Brown v. Entertainment Merchants Association is a US Supreme Court hearing on the rights of video game dealers. Negotiated the question of whether the state California the sale of violent performing video games ( " violent video games may restrict or prohibit") to minors without parental consent.

judgment

The court, in its majority opinion, upheld the legality of selling violent video games to minors, even without parental consent. Even in the case of extreme depictions of violence, the constitutionally guaranteed right to freedom of speech and expression outweigh possible negative effects on the development and behavior of children.
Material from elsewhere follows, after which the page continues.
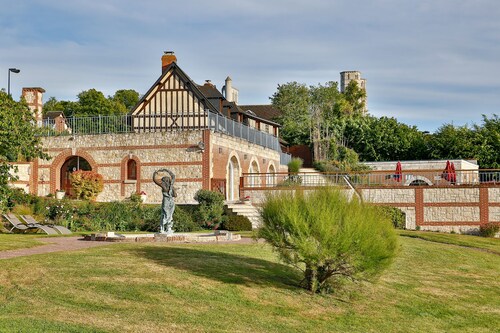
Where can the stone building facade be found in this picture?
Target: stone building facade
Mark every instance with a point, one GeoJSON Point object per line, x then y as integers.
{"type": "Point", "coordinates": [175, 126]}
These should also be rated as rather low.

As an example of extremely violent content, a video game was discussed at the hearing in which the player doused a schoolgirl with gasoline and set it on fire. The court also did not rate such content as harmful enough to young people to take a back seat to the first additional article . A sales ban for young people is not constitutional even in such cases.

In order to justify the ban, California had submitted a number of studies to the court - the majority of which came from the psychologist Craig A. Anderson - which were supposed to justify the ban with the fact that the representation and consumption of violence in video and computer games ultimately turned into real acts of violence in real life Would live. The court summarized the content of the submitted studies in such a way that they would not prove that the games provoked aggressive acts among minors. In addition, the studies are based solely on correlation , which is no evidence of causality . Furthermore, most of the studies would suffer from significant methodological flaws.

Web links

Individual evidence

  1. SCOTUS, Brown v. Entertainment Merchants Assn., 564 US 08-1448, pp. 12 f.